Practical selection guidance
A common recommendation is to include at least two independent bibliographic databases so retrieval bias is reduced. For example, in many medical reviews, teams pair PubMed with Embase or Web of Science (depending on institutional access and the clinical question).
OpenAlex is especially useful when you want broad, multidisciplinary coverage and easier programmatic access. It also surfaces a large share of gray literature—for example preprints that are not yet formally published in a peer-reviewed journal—which can matter for fast-moving topics (such as work on large language models) where delaying until full publication would miss important evidence.
From concepts to a search query
Each database expects searches to be expressed in its own syntax and field rules. That expression is your search query. Building one is usually a multistep process.
- Identify the main concepts implied by the research question. For example, for “The use of AI in diabetic retinopathy screening,” core concepts might be: AI, diabetic retinopathy, and screening.
- Expand each concept with synonyms and related terms that authors might have used in titles, abstracts, or keywords. The goal is sensitivity: retrieve relevant studies even when terminology differs. For the AI concept, examples include: machine learning (ML), automated systems, automation, neural networks, deep learning, natural language processing (NLP), cognitive computing, intelligent agents, computer vision, and knowledge representation—always tailored to what fits your question and database.
- Assemble the database-specific query using those terms, Boolean operators, proximity or phrase rules, and field limits as required by each platform (for example MeSH in PubMed versus Emtree in Embase).

How AIPRA helps
AIPRA can suggest concepts and synonym lists starting from your research question. When you select a database in the workflow, it can also help draft a query aligned with that source’s typical syntax— which you should still validate against the live database and your information specialist’s advice.

In practice, you will usually run the search yourself in each database’s native interface: open the site, paste or adapt the query copied from AIPRA, run the search, export the records your protocol specifies, and upload those exports into AIPRA’s database area for the project so screening and deduplication stay centralized.
Deduplication across databases
Searching multiple databases almost always retrieves the same article more than once when it is indexed in several places.

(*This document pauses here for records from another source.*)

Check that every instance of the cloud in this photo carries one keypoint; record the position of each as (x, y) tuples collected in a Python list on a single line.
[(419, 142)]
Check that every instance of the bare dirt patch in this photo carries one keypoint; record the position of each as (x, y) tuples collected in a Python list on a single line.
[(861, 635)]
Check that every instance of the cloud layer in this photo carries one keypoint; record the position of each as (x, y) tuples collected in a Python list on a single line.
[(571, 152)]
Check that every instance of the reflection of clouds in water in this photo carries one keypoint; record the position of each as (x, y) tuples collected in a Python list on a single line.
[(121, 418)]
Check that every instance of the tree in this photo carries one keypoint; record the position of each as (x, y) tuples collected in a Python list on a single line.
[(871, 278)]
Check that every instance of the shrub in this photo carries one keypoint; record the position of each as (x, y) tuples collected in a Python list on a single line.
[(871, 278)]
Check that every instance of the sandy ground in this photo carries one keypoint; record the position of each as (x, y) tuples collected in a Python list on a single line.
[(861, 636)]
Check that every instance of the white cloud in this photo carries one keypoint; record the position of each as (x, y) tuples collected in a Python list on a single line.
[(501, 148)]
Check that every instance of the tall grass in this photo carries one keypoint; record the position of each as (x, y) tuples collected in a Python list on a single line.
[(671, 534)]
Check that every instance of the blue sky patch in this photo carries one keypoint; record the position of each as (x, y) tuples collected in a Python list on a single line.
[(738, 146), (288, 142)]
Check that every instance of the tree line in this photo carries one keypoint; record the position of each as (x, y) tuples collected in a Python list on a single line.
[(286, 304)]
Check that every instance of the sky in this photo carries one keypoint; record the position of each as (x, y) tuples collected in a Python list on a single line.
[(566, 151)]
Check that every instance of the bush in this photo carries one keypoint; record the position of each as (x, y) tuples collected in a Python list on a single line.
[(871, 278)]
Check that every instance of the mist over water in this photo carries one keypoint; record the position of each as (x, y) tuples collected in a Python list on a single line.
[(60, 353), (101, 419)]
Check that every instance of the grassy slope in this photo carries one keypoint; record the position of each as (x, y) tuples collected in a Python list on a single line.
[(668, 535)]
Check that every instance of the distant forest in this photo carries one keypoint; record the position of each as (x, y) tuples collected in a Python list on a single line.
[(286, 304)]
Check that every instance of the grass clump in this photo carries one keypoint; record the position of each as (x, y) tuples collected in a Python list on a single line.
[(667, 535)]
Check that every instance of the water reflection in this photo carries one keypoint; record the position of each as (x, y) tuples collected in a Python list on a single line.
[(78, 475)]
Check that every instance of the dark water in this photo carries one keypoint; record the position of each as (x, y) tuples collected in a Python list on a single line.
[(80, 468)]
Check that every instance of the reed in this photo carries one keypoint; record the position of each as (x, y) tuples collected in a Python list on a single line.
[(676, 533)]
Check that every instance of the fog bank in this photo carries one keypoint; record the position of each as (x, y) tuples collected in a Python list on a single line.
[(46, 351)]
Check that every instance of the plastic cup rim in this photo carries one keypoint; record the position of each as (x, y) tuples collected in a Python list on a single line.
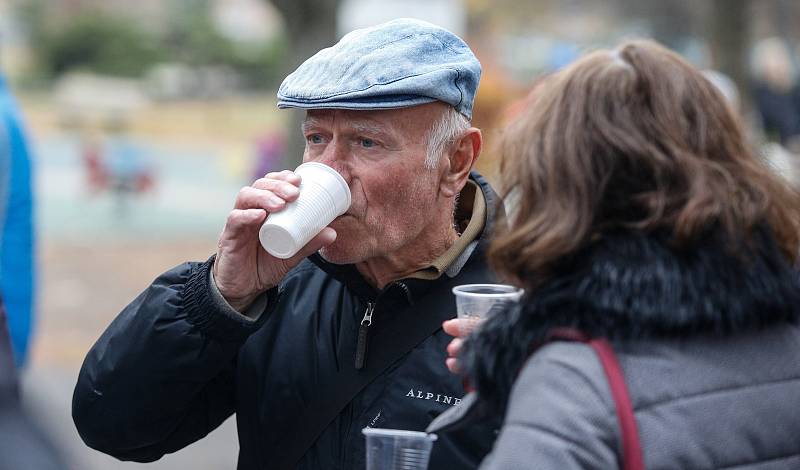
[(332, 172), (513, 292), (398, 433)]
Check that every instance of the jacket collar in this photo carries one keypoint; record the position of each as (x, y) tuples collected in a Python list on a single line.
[(636, 285), (406, 290)]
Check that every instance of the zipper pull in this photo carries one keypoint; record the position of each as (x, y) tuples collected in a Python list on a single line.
[(363, 334)]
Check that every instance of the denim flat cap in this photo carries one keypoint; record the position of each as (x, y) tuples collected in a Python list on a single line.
[(398, 64)]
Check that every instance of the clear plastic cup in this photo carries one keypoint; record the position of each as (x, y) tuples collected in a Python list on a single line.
[(474, 302), (395, 449), (324, 195)]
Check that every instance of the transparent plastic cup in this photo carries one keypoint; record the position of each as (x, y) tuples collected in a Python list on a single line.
[(475, 302), (395, 449), (324, 195)]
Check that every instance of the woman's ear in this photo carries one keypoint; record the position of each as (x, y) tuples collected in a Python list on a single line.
[(463, 155)]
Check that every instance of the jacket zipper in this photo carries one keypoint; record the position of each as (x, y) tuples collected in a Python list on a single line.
[(363, 336)]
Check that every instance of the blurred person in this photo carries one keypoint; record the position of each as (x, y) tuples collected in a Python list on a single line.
[(645, 223), (22, 445), (127, 169), (347, 333), (776, 93), (17, 237), (780, 160)]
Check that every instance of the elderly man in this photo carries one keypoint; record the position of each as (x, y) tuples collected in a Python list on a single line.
[(346, 334)]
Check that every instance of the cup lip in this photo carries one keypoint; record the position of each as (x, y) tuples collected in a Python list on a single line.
[(333, 172), (398, 433), (514, 292)]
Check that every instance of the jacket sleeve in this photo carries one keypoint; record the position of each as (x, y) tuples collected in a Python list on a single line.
[(560, 415), (163, 374)]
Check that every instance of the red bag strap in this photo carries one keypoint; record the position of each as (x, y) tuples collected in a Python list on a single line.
[(631, 447)]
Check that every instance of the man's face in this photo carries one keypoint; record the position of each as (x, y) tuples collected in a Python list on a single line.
[(381, 155)]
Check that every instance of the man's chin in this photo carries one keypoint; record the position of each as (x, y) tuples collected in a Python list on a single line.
[(338, 255)]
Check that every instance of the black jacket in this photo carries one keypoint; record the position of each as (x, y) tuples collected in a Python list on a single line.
[(172, 366)]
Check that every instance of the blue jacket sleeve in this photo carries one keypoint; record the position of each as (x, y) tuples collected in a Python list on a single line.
[(163, 374), (17, 253)]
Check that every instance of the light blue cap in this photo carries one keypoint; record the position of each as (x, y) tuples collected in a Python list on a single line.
[(398, 64)]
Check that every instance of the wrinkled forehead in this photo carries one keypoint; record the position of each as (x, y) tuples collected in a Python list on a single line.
[(394, 121)]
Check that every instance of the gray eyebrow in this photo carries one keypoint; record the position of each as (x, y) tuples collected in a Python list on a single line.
[(359, 126), (308, 122), (368, 128)]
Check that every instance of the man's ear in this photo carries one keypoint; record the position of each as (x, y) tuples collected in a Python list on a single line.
[(462, 157)]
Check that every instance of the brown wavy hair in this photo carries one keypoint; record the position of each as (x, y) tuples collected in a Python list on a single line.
[(631, 139)]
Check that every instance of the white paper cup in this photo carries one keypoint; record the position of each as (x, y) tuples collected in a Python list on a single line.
[(475, 302), (395, 449), (324, 195)]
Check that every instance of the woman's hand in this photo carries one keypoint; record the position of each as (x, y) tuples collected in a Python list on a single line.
[(459, 328)]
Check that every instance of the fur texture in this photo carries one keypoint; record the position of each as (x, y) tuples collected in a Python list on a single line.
[(636, 286)]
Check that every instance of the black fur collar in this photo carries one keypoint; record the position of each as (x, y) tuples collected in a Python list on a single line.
[(634, 286)]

AIPRA runs a deduplication pass using unique identifiers such as DOI and PMID, which catches most duplicate records automatically.
Identifier-based matching is strong but not perfect; a small number of duplicates may still appear during screening (for example when metadata differs between exports). Teams should plan to resolve those remaining duplicates as part of title/abstract or full-text review.
For methodological context on deduplication in systematic reviews, see the Cochrane Handbook section on deduplication: Cochrane Handbook — duplicate reports and deduplication.